Tntang Boedi Oetomo Sendiri akan sedikit saya kutip dari beberapa sumber yang akan saya jelaskan dibawah ini. Mengingat di dekat Kampus SiberMedik terdapat situs Laweyan. Dari Laweyan juga lahir tokoh pergerakan nasional, KH Samanhudi pendiri Serikat Dagang Islam (SDI) yang berikutnya menjadi Serikat Islam. Jadi dari kampung tua itu, pengunjung juga menemukan sejarah pergerakan nasional. KH Samanhudi juga di makamkan di sana.

100 Tahun Kebangkitan Nasional?

Bila kita mengukurnya dari pembentukan organisasi modern, maka sejarah Indonesia bukan dimulai dari terbentuknya “Boedi Oetomo” (20 Mei 190 8) , karena organisasi pertama yang berdiri di Indonesia adalah “Jamiat al Khair” pada tahun 1905, lalu diikuti “Serikat Dagang Islam” (1906). Inilah fakta sejarah yang jarang diungkap, sehingga mengesankan bahwa kalangan Muslim seolah-olah tidak nasionalis, padahal justru termasuk kelompok pertama yang memunculkan aspirasi kebangsaan Indonesia.

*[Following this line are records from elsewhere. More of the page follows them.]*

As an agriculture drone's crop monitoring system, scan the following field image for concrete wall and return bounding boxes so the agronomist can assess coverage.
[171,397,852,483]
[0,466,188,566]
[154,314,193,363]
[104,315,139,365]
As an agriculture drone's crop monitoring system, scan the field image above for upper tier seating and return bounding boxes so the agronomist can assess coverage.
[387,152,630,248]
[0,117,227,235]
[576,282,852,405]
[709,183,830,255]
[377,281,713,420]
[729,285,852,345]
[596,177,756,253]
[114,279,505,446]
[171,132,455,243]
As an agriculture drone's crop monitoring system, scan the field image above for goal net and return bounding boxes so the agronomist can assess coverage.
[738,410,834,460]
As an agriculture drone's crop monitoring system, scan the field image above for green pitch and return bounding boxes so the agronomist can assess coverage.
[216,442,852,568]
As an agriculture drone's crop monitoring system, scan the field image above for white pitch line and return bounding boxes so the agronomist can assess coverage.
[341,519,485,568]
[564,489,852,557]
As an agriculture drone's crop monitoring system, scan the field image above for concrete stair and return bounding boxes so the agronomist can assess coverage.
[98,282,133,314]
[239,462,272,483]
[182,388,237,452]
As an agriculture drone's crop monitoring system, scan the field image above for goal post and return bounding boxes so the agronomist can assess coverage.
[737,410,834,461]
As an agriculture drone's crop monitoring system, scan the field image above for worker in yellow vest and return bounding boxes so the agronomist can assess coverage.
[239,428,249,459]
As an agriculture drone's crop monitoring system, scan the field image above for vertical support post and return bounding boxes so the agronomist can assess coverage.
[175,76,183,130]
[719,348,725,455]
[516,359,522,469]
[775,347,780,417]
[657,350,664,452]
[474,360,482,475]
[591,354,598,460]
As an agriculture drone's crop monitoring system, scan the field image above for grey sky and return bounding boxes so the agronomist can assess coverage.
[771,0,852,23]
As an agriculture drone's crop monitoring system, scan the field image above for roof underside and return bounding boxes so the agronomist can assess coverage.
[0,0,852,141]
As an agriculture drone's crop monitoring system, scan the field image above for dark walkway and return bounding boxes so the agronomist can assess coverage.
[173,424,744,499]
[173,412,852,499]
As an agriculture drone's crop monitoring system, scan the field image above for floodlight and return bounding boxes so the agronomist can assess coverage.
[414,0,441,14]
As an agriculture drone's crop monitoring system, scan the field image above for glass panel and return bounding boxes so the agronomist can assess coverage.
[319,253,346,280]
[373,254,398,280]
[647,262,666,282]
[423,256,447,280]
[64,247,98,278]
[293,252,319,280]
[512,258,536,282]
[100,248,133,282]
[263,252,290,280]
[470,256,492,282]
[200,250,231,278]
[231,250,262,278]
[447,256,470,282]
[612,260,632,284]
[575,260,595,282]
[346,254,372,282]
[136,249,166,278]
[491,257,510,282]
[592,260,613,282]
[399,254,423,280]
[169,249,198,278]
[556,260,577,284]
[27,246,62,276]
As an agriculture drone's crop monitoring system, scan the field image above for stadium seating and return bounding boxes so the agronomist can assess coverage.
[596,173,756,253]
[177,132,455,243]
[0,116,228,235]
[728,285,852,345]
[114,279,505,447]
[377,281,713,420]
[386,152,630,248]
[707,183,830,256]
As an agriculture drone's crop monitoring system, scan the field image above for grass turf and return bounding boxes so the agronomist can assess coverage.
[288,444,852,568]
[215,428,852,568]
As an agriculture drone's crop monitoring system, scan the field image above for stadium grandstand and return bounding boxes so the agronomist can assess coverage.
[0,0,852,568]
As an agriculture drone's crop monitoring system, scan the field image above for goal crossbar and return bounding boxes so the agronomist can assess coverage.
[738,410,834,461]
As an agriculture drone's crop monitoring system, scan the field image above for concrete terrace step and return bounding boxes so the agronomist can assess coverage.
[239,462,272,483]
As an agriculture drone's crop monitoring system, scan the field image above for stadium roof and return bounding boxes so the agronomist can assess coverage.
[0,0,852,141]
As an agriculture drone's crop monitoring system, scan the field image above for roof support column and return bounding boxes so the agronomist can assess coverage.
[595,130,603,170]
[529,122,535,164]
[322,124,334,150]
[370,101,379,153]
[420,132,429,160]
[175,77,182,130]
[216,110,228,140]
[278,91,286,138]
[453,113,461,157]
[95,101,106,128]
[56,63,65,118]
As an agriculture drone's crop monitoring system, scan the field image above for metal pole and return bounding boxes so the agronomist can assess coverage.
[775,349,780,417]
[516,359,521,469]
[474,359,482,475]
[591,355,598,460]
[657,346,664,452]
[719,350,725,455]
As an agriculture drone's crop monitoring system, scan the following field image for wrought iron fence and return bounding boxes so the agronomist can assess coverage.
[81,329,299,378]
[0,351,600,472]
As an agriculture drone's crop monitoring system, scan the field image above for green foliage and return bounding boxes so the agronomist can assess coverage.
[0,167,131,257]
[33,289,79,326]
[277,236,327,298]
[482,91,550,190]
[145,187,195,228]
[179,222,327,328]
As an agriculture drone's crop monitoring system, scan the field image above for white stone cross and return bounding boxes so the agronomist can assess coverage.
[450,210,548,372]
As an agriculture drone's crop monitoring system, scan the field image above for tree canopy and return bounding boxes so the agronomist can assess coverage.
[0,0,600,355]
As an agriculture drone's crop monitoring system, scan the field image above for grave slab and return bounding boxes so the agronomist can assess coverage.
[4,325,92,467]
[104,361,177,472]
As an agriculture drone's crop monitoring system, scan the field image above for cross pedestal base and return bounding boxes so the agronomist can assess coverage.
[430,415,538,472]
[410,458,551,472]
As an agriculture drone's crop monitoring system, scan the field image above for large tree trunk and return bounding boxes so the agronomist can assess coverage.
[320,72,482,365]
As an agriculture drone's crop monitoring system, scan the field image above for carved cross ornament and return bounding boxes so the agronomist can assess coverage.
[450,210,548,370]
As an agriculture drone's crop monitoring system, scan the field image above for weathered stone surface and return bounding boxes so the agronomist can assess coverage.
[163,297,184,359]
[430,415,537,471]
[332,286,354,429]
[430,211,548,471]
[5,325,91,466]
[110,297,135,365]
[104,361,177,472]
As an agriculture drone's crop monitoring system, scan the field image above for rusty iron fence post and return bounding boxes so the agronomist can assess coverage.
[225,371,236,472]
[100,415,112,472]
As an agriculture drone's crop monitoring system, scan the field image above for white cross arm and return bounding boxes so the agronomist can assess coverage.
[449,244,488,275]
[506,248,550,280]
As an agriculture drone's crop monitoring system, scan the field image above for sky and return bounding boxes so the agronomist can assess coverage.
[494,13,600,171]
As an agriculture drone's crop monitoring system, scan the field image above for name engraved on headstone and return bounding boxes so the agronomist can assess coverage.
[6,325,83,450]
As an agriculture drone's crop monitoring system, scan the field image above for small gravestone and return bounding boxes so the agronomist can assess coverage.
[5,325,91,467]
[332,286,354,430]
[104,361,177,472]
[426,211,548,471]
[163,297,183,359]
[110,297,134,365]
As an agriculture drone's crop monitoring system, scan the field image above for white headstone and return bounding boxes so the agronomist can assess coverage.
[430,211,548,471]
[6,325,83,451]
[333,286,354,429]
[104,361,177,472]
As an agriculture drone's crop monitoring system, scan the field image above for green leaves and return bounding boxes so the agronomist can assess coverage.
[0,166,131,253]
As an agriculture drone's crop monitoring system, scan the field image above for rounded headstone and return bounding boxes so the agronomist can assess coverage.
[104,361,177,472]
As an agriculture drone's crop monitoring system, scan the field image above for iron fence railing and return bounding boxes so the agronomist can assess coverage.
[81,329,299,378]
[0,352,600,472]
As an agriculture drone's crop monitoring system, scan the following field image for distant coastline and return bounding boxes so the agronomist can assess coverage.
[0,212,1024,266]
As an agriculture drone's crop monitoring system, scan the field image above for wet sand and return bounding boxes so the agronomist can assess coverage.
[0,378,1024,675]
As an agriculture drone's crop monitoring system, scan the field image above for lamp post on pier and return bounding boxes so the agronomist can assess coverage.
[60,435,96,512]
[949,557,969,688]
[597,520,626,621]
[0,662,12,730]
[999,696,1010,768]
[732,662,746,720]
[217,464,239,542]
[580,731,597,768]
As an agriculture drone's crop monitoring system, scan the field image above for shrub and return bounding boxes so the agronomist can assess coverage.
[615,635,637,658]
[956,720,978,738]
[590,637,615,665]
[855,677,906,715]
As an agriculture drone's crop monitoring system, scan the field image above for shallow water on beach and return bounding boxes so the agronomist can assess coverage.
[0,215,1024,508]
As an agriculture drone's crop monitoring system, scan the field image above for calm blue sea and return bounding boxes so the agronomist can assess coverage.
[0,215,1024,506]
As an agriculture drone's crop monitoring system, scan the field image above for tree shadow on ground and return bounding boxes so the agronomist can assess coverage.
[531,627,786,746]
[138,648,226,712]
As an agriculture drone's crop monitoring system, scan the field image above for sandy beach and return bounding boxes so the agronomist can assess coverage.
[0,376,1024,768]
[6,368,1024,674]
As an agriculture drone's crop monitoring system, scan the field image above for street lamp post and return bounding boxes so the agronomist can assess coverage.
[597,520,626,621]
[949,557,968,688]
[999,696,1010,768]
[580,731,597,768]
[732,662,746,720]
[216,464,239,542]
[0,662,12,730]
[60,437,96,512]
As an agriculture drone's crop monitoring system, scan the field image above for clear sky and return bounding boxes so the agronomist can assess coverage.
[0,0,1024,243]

Awal abad 20 masehi, penjajah Belanda mulai melakukan politik etik atau politik balas budi yang sebenarnya adalah hanya membuat lapisan masyarakat yang dapat membantu mereka dalam pemerintahannya di Indonesia. Politik balas budi memberikan pendidikan dan pekerjaan kepada bangsa Indonesia khususnya umat Islam tetapi sebenarnya tujuannya untuk mensosialkan ilmu-ilmu barat yang jauh dari Al Qur’an dan hadist dan akan dijadikannya boneka-boneka penjajah.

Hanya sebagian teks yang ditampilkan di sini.